El Thatch de Tuam, casi un hogar durante dos veranos en Irlanda

El Thatch de Tuam, casi un hogar durante dos veranos en Irlanda

Mención aparte merecen los clásicos. El primero, un Real Madrid-Barcelona que vi junto a mi primo, unos recién casados catalanes y unos cuantos mochileros de diferentes nacionalidades en un pequeño albergue en la lejana ciudad de Ushuahia, con los vientos del cabo de Hornos peinándonos el cogote. Aparte del recital de Ronaldinho en aquel partido (ganó el Barcelona 0-3, con el público aplaudiendo al juerguista astro brasileño), recuerdo disfrutar esa sensación indescriptible de ser plenamente consciente, incluso en la más banal de las circunstancias, de estar, casi literalmente, en el culo del mundo. Son cosas que lo hacen un poco más pequeño y habitable, que no es poco. No ha sido el único “clásico” que me ha tocado ver por ahí. El hecho de que mi primo, compañero de alguno de mis viajes más recordados, sea del Madrid y yo del Barça siempre ayudó a que pusiésemos el máximo interés en no perdérnoslo. El más especial puede que fuese un Barcelona-Real Madrid de 2009. Estábamos al sur de Etiopía y el día anterior había caído la del pulpo, haciendo realmente difícil moverse por los ya de por si difíciles caminos africanos. Teníamos que llegar a Arba Minch para tener la mínima posibilidad de verlo, pero no iba a ser nada fácil. Nuestro guía, Osman, preocupado como estaba en poder cruzar los torrentes de agua que amenazaban con dejarnos incomunicados o llevarse aguas abajo nuestro jeep, seguro que se cagó más de una vez en nuestros ancestros al oírnos meterle prisa para poder llegar a ver el partido. Que inconsciente es la ignorancia, aunque una de las veces bien que deseamos perdernos ese clásico y mil mas con tal de llegar sanos y salvos. Al final todo quedó en una anécdota que contar infinidad de veces y llegamos para ver la segunda parte en la única pantalla que había, casi, en la ciudad, junto con una multitud entregada que aplaudía igual cualquier jugada de unos y otros…eso sí es afición y deportividad.

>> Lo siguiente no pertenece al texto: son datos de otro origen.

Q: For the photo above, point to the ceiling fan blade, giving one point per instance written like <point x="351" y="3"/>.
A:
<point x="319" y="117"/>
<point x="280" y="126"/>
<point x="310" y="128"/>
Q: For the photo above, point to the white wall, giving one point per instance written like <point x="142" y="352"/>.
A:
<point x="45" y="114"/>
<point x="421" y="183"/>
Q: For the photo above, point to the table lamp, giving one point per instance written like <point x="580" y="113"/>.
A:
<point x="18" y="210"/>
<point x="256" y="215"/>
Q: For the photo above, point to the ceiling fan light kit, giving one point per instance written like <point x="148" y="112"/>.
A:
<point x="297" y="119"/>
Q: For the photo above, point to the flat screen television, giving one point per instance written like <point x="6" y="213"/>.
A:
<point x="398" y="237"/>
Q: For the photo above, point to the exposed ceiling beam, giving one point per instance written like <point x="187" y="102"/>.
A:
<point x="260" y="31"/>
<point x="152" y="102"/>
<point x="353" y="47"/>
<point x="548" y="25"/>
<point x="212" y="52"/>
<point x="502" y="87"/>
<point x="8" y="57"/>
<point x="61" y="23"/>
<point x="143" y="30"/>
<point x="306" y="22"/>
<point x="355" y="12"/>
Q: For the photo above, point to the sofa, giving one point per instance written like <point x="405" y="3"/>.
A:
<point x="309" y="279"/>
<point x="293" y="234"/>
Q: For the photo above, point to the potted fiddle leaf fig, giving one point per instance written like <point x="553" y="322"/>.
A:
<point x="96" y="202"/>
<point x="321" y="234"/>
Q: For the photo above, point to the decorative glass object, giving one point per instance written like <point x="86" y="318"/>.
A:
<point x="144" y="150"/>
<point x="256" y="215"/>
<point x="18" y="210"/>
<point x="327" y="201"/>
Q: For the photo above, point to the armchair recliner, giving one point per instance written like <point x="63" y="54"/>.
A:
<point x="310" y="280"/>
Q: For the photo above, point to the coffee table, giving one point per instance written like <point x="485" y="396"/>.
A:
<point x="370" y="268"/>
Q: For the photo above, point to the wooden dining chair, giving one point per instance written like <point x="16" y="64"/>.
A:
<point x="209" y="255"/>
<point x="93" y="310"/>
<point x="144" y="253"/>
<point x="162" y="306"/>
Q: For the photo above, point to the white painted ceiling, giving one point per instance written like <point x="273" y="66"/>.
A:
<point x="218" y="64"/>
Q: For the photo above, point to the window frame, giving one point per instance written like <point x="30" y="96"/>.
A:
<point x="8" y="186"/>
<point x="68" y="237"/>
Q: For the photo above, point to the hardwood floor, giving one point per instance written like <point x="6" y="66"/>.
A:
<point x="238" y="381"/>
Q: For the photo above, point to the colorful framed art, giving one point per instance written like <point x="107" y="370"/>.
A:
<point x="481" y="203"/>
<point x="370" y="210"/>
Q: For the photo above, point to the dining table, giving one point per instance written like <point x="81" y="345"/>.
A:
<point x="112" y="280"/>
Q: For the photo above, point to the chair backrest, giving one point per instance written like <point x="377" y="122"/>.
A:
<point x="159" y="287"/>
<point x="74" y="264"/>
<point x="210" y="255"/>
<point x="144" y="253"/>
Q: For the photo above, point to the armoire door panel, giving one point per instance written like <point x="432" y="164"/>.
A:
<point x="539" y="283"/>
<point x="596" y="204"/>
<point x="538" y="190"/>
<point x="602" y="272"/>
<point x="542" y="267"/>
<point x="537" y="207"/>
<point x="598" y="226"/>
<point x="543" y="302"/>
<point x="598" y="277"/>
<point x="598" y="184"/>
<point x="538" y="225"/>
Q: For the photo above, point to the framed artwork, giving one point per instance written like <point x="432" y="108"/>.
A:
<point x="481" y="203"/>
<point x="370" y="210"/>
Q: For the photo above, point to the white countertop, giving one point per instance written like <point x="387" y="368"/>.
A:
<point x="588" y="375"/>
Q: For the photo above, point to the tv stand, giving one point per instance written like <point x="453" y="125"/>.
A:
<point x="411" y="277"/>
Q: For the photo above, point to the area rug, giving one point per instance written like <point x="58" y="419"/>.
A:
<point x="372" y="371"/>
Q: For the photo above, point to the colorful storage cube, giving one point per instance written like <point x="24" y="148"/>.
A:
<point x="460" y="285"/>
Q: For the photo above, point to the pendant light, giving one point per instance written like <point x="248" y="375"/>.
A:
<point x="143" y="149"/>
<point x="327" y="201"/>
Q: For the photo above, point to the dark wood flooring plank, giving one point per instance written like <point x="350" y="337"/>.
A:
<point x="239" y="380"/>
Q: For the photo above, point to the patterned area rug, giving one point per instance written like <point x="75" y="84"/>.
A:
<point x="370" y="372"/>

¡Empujad, que no llegamos!

¡Empujad, que no llegamos!

Otros partidos, otros momentos. Como aquella noche en Ko Chang, isla de Tailandia, en la que tres barcelonistas confesos (Roger, Nanet y yo mismo) no encontrábamos sitio donde ver jugar a nuestro equipo un partido de Champions y acabamos en un bar de la peor calaña, dónde su dueño, un marinero marsellés lleno de tatuajes que hablaba castellano dijo que no solo nos pondría el partido, sino que se tomaría unas cervezas con nosotros. Así que allí estábamos, viendo el partido y charlando con el marsellés, uno de esos tipos con una vida novelesca escrita en la piel y en la mirada, como un personaje de comic setentero, mientras las camareras, si es que eran solo eso, bostezaban aburridas y totalmente indiferentes al partido y nuestra charla. O la vez que Tallin, viendo un partido entre el Real Madrid y el Zenit, se nos acercó un ruso al oírnos charlar y resultó ser gran amigo del expresidente blanco, Lorenzo Sanz…otra escena y otro tipo realmente peculiar. Aun recuerdo sus risas y nuestras caras cuando le preguntamos a que se dedicaba: “Importación, dejémoslo ahí” Extraños compañeros de copas hace el futbol a veces. Otro clásico seguido vía Internet desde una piscina paradisíaca en Costa Rica, una polémica Supercopa en casa de Juan y Sara en Noruega; o un partido de la selección contra Francia que vimos, sin buscarlo expresamente, en uno de los restaurantes franceses más famosos de Nueva York. Tuvimos que refrenar nuestra euforia, claro está. Y la vez que vimos a Lo Pelat coronarse en el Camp Nou con la camiseta del Español, sentados en el salón de Alberto en su casa de Dublín…Cervezas, euforia y recuerdos imborrables con una banda sonora de risas y gritos. Ya tengo ganas de estar de viaje con mi musa y, con un poco de suerte, que la semifinal sea entre nuestros dos equipos. Así lo veremos seguro y como dice la canción: el resultado nos dará igual (si gana mi equipo, claro)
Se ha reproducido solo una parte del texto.